Back from College Heaven

Some of the best times I’ve spent with my family this year are precursors to what will undoubtedly be, at least temporarily, one of the saddest times. We’ve taken a couple of short trips back East to visit colleges with my high school senior daughter, who has her heart set on going out-of-state for college even if it means paying back loans for the next twenty years of her life.

In the spring, we visited several schools in Pennsylvania over a couple of raw wet days filled with dirty snow and dreary skies. The campuses, however, were impervious to the weather, populated as they were with perky tour guides who excelled at walking backwards across campus as they extolled the virtues of their schools, and encouraging admissions officers who were thrilled at the prospect of attracting a bright and shiny new freshman from the under-represented West Coast demographic. Not that I’m cynical or anything.
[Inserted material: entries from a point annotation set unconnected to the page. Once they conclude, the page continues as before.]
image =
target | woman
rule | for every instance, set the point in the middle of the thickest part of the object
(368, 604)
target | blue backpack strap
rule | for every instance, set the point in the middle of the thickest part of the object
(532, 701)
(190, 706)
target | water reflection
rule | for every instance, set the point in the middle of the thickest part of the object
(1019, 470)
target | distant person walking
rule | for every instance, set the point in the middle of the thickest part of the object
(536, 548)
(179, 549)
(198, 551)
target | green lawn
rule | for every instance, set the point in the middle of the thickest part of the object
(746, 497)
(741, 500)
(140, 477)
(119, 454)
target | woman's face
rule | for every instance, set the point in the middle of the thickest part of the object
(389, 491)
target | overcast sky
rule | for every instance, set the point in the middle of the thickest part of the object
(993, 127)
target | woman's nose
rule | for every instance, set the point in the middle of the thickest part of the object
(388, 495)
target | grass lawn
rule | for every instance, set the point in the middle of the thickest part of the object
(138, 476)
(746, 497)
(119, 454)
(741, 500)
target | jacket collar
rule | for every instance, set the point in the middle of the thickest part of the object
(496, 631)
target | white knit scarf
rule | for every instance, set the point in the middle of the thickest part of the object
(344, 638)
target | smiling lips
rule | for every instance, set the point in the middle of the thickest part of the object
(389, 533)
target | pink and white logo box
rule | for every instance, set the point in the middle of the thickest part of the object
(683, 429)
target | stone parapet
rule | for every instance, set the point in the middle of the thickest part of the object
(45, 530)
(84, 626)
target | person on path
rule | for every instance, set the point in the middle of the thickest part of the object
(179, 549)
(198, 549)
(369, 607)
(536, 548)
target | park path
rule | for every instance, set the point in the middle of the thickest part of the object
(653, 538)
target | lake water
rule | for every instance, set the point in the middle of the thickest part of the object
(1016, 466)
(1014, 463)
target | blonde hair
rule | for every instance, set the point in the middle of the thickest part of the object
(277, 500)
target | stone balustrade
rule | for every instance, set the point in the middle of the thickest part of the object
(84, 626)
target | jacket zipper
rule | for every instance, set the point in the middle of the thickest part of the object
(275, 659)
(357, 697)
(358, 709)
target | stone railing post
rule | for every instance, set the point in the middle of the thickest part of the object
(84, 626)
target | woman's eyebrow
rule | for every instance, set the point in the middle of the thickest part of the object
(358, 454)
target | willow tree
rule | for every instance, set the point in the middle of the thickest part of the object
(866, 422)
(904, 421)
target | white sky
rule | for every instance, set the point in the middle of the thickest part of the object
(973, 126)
This time, we went to Providence, RI to visit Brown (which my daughter pronounced “Beautiful even in the rain!”) and several schools in Boston. In Providence, we met my parents for a visit that included a delicious dinner at Mill’s Tavern to celebrate two birthdays: Mom’s and my husband’s. My dad outdid himself, calling the restaurant’s pastry chef in advance to request a special cake… it was extravagantly delicious, with a dense, moist crumb and chocolate ganache frosting. Though it was incredibly rich, I kept taking just… one… more… bite… because it was too good to stop eating. We could hardly get up from the table when the meal was finished.

Everywhere we went, I was childishly pleased to see that the fall foliage had not completely dropped off the trees.

We stuffed ourselves with chowder, oysters, and other rich New Englandy seafood dishes in between campus tours. We wandered around the Faneuil Hall Market square, and admired the historic old architecture of the Back Bay and Beacon Hill (pausing at a house on which a placard announced it as the building from which Paul Revere set out on his midnight ride), and window-shopped Newbury Street after dark to walk off yet another rich meal.

We connected with our daughter’s best friend from her summer program in France, and had dinner at a wonderful restaurant in the North End with Sophie (on the left) and her parents.
And everywhere we went, there were more of those brilliant gorgeous trees…

In three days, we toured four colleges, and did drive-throughs of another three. Quite a whirlwind, yet each school left its own distinct impressions. Memory being an imperfect thing, thank goodness I took so many photos of all that foliage those buildings!

These are the three inter-denominational chapels at Brandeis University, one of Rachel’s favorite spots on our tour of that campus.